INHUMANITY AND WAR November 5, 2009
Posted by wmmbb in Humankind/Planet Earth.trackback
War represents the methods of violence taken to a more barbarous level in an overt attempt to deal with the violence of others in an effort to create a peace based on injustice.
Often times, as in Afghanistan, events and script are so discordant that even Public Relations struggles and fails to play their lullabies of glory with gore.

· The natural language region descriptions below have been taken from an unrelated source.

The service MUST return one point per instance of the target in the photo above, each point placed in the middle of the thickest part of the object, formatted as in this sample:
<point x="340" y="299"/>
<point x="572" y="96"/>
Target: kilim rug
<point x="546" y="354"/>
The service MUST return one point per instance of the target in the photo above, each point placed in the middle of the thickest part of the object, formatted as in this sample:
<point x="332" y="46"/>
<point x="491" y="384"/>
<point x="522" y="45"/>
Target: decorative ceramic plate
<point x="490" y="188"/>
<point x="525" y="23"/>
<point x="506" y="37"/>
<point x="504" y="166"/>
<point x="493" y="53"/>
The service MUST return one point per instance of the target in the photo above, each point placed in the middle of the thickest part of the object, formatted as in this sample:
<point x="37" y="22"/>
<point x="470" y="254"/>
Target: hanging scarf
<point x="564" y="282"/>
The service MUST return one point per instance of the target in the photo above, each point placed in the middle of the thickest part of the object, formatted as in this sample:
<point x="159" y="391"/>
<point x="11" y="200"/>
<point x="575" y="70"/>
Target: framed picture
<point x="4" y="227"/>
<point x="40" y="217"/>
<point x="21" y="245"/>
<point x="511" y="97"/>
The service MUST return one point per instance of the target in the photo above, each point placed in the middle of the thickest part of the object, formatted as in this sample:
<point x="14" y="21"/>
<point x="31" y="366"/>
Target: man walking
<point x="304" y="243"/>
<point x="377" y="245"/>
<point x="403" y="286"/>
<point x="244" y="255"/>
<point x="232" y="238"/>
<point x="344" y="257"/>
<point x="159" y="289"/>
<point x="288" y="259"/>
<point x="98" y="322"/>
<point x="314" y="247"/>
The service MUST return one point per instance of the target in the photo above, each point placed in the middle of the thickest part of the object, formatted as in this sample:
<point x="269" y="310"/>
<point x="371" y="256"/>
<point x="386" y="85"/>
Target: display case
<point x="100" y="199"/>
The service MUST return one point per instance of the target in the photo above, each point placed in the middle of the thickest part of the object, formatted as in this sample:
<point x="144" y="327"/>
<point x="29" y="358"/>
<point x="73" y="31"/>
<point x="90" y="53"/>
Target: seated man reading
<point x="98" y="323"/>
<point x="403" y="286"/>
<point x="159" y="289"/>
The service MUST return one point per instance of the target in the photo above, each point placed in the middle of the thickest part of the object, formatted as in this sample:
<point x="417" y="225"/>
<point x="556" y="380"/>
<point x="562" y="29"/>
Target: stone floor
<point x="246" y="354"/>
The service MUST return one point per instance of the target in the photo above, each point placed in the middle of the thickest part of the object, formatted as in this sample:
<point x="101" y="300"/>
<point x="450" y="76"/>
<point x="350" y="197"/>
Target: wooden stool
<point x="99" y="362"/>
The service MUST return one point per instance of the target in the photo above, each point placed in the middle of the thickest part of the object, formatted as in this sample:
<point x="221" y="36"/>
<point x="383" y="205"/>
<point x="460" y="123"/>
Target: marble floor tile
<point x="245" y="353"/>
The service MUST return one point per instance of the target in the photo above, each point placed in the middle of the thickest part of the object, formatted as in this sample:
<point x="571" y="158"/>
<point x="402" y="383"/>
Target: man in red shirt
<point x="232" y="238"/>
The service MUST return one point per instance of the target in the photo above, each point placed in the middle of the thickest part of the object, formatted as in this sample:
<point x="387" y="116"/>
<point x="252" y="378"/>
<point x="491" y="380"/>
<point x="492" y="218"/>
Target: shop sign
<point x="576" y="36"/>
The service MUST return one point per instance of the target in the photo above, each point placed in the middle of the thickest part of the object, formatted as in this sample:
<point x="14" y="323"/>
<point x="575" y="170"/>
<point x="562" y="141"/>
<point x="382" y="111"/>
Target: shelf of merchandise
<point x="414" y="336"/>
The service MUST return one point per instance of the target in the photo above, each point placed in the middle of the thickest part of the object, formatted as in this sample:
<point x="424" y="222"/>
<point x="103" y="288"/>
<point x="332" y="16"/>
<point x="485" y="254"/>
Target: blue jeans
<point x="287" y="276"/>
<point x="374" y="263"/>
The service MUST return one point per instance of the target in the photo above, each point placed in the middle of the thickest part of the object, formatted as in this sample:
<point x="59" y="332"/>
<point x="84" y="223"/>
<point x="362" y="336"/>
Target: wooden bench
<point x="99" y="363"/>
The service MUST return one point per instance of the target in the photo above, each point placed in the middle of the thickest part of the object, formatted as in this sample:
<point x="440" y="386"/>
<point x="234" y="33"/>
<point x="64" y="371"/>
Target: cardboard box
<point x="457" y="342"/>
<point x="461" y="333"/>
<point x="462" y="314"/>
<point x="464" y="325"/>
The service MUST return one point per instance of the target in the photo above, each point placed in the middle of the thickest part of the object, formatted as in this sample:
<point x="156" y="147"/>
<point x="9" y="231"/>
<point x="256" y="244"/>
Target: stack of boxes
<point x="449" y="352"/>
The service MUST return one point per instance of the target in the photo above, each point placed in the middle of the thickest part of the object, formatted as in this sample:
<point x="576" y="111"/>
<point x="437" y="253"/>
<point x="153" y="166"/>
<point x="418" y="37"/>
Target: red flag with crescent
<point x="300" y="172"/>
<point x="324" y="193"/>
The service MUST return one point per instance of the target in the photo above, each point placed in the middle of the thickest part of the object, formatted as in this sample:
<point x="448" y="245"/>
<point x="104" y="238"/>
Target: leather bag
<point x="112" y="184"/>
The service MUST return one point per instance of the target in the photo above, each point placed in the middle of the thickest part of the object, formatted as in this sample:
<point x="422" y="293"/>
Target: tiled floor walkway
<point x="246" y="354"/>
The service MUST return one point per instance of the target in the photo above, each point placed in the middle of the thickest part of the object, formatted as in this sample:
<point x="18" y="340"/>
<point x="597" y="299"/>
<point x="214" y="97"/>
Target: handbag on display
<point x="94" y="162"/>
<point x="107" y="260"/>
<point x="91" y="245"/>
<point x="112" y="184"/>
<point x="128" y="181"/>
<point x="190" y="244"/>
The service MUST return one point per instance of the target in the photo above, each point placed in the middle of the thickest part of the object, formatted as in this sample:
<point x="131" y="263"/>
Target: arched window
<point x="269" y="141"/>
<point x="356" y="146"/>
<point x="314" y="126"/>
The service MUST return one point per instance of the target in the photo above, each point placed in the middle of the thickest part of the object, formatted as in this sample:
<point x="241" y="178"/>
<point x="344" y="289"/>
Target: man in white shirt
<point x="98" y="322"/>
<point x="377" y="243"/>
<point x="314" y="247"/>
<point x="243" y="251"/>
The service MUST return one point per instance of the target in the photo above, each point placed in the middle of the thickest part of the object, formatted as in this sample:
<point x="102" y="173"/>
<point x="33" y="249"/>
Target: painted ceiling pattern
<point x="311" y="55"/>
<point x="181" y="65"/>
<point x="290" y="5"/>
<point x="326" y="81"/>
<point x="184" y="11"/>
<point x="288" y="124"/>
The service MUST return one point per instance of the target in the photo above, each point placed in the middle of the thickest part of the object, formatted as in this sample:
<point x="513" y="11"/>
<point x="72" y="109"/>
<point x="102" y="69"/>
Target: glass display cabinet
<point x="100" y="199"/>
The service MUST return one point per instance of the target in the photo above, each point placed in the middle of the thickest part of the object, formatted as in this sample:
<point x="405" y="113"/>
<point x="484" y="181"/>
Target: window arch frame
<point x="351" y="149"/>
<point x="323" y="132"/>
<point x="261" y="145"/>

Chris Hedges at Truthdig takes aim at the Afghanistan slaughter:
The warlords we champion in Afghanistan are as venal, as opposed to the rights of women and basic democratic freedoms, and as heavily involved in opium trafficking as the Taliban. The moral lines we draw between us and our adversaries are fictional. The uplifting narratives used to justify the war in Afghanistan are pathetic attempts to redeem acts of senseless brutality. War cannot be waged to instill any virtue, including democracy or the liberation of women. War always empowers those who have a penchant for violence and access to weapons. War turns the moral order upside down and abolishes all discussions of human rights. War banishes the just and the decent to the margins of society. And the weapons of war do not separate the innocent and the damned. An aerial drone is our version of an improvised explosive device. An iron fragmentation bomb is our answer to a suicide bomb. A burst from a belt-fed machine gun causes the same terror and bloodshed among civilians no matter who pulls the trigger.
Five years ago Chris Hedges, addressing the American Friends Service Committee annual public gathering, recounted some of his direct experience of “living to the top” as a war correspondent.
War by this account is not glorious. It is inhuman. So it would be best if we all got down to the work of being human in the world, while we have a planet that makes that project possible, but for how much longer give current behavior it is hard to say. It is clear that the structures of thought, organization, and technology that that are indifferent to larger system of nature have met their end point. The human species gripped of the egotistical delusion is facing a merciful extinction if all that is on offer is cruelty and stupidity. Violence it turns out is the path to nowhere. But where is the way out?
César Chávez, has a very pertinent observation:
Violence just hurts those who are already hurt… instead of exposing the brutality of the oppressor, it justifies it.
Open Development:
So what does it mean to work at being human?
The focus shifts from work as moving stuff around, as activity for it own sake, although informed physical activity is intrinsic to human life. There has to be a relation between means and ends. Socially constructed systems that consign human beings to mere survival needs are evidence of structural violence, if it is objectively not necessary.